Proud Music of the Storm
4 I hear those odes, symphonies, operas, I hear in the William Tell the music of an arous'd and angry people, I hear Meyerbeer's Huguenots, the Prophet, or Robert, Gounod's Faust, or Mozart's Don Juan. I hear the dance-music of all nations, The waltz, some delicious measure, lapsing, bathing me in bliss, The bolero to tinkling guitars and clattering castanets. I see religious dances old and new, I hear the sound of the Hebrew lyre, I see the crusaders marching bearing the cross on high, to the martial clang of cymbals, I hear dervishes monotonously chanting, interspers'd with frantic shouts, as they spin around turning always towards Mecca, I see the rapt religious dances of the Persians and the Arabs, Again, at Eleusis, home of Ceres, I see the modern Greeks dancing, I hear them clapping their hands as they bend their bodies, I hear the metrical shuffling of their feet.

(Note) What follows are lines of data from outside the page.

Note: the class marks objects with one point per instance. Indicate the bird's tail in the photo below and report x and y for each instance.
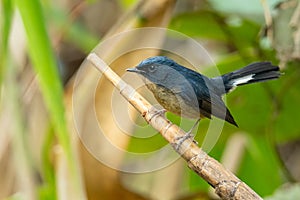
(255, 72)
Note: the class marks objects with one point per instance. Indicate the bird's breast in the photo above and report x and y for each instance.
(174, 101)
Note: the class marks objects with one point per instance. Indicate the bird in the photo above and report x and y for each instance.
(190, 94)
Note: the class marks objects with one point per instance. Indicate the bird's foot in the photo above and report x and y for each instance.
(181, 139)
(157, 112)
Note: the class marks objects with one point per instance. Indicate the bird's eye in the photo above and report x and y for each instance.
(152, 68)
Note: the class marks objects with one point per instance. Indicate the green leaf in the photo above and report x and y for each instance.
(199, 24)
(6, 18)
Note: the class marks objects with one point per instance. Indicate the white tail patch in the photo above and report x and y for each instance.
(242, 80)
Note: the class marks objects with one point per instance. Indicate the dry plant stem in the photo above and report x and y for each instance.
(226, 184)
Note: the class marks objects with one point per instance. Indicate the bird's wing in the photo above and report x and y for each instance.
(209, 101)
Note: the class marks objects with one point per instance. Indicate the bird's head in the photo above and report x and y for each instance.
(156, 69)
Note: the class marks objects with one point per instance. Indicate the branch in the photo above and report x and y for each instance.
(225, 183)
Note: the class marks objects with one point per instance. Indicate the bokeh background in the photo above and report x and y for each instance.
(42, 46)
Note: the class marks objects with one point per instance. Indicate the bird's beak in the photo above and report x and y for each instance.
(135, 70)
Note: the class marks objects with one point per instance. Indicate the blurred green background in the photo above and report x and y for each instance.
(43, 44)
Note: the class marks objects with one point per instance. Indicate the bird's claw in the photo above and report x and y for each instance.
(157, 112)
(181, 139)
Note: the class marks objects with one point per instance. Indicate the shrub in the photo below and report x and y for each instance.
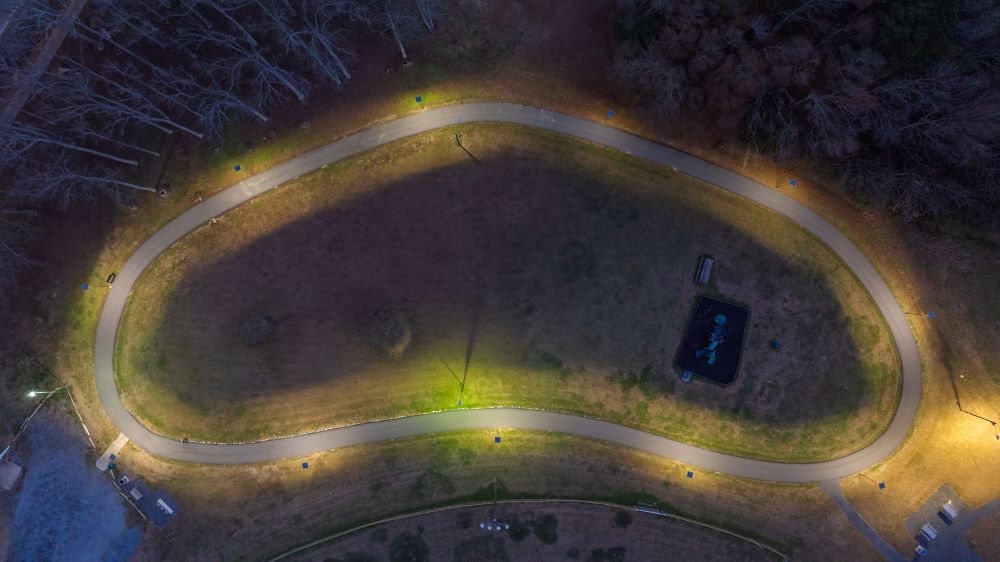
(257, 329)
(391, 331)
(546, 528)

I see again the wild old Corybantian dance, the performers wounding each other, I see the Roman youth to the shrill sound of flageolets throwing and catching their weapons, As they fall on their knees and rise again. I hear from the Mussulman mosque the muezzin calling, I see the worshippers within, nor form nor sermon, argument nor word, But silent, strange, devout, rais'd, glowing heads, ecstatic faces. I hear the Egyptian harp of many strings, The primitive chants of the Nile boatmen, The sacred imperial hymns of China, To the delicate sounds of the king, (the stricken wood and stone,) Or to Hindu flutes and the fretting twang of the vina, A band of bayaderes.
Posted on 16/05/2015, in literature, poetry and tagged 19th Century Poetry, American literature, American poets, Daily Whitman, free verse, Leaves of Grass, literature, poems, poetry, Transcendentalists, Walt Whitman. Bookmark the permalink. Leave a comment.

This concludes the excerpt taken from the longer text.